For a healthier version of this Hanukkah donut recipe, you can bake these donuts instead of frying, though the texture will differ slightly. To bake, preheat the oven to 180°C (350°F) and place the shaped dough balls on a lined baking sheet. Brush the tops with melted butter or an egg wash for color, then bake for 10–15 minutes until golden brown. Baked donuts are lighter and less greasy but lack the classic fried flavor. For a similar effect, you can brush them with melted butter right after baking and coat them with powdered sugar. Baking is a healthier alternative and reduces the mess of frying.
Can I make the dough ahead of time and freeze it?
You can make the dough ahead of time and freeze it for later use. After the first rise, shape the dough into balls and place them on a baking sheet lined with parchment paper. Freeze the dough balls until solid, then transfer them to an airtight container or freezer bag.
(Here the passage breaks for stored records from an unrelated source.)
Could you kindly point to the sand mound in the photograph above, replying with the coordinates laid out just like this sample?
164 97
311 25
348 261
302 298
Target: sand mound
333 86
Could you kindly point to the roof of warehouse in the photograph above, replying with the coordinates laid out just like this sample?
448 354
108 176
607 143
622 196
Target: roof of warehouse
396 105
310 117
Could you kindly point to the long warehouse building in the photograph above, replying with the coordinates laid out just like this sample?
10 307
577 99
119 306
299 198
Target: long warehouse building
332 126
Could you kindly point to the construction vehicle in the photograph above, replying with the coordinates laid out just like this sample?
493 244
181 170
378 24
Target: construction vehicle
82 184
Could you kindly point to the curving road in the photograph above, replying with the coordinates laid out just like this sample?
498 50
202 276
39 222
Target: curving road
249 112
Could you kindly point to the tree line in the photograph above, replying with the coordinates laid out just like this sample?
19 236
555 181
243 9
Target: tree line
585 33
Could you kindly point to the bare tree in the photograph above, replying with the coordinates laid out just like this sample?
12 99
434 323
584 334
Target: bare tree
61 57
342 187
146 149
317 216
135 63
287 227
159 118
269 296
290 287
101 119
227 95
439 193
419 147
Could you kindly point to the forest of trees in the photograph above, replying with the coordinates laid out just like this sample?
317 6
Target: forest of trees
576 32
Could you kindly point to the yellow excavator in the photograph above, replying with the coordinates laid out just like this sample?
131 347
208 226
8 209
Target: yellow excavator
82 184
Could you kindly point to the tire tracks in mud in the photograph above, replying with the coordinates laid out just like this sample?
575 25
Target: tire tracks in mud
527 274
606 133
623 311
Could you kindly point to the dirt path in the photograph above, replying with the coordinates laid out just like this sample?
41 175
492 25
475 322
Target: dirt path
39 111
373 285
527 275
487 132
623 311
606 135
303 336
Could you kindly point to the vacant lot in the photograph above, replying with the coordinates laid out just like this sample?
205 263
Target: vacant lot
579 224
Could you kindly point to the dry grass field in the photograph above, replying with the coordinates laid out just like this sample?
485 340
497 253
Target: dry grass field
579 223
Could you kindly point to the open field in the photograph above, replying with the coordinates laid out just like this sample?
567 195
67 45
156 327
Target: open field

When ready to use, thaw the dough in the refrigerator overnight, then let it come to room temperature and rise until doubled in size before frying. This method saves time and ensures freshly made donuts whenever you need them, especially during busy holidays.
What is the best way to evenly shape dough balls?
To evenly shape donut dough balls, start by dividing the dough into equal portions using a kitchen scale. Weighing each piece (around 60g) ensures consistency in size, which helps with uniform frying. Roll each portion gently on a floured or greased surface using your palms to create a smooth ball. Avoid pressing too hard or overworking the dough, as this can affect the rise. For precision, use a round cookie cutter or mold for uniform shapes. Practicing these steps will improve your technique, resulting in evenly sized and perfectly shaped donuts every time.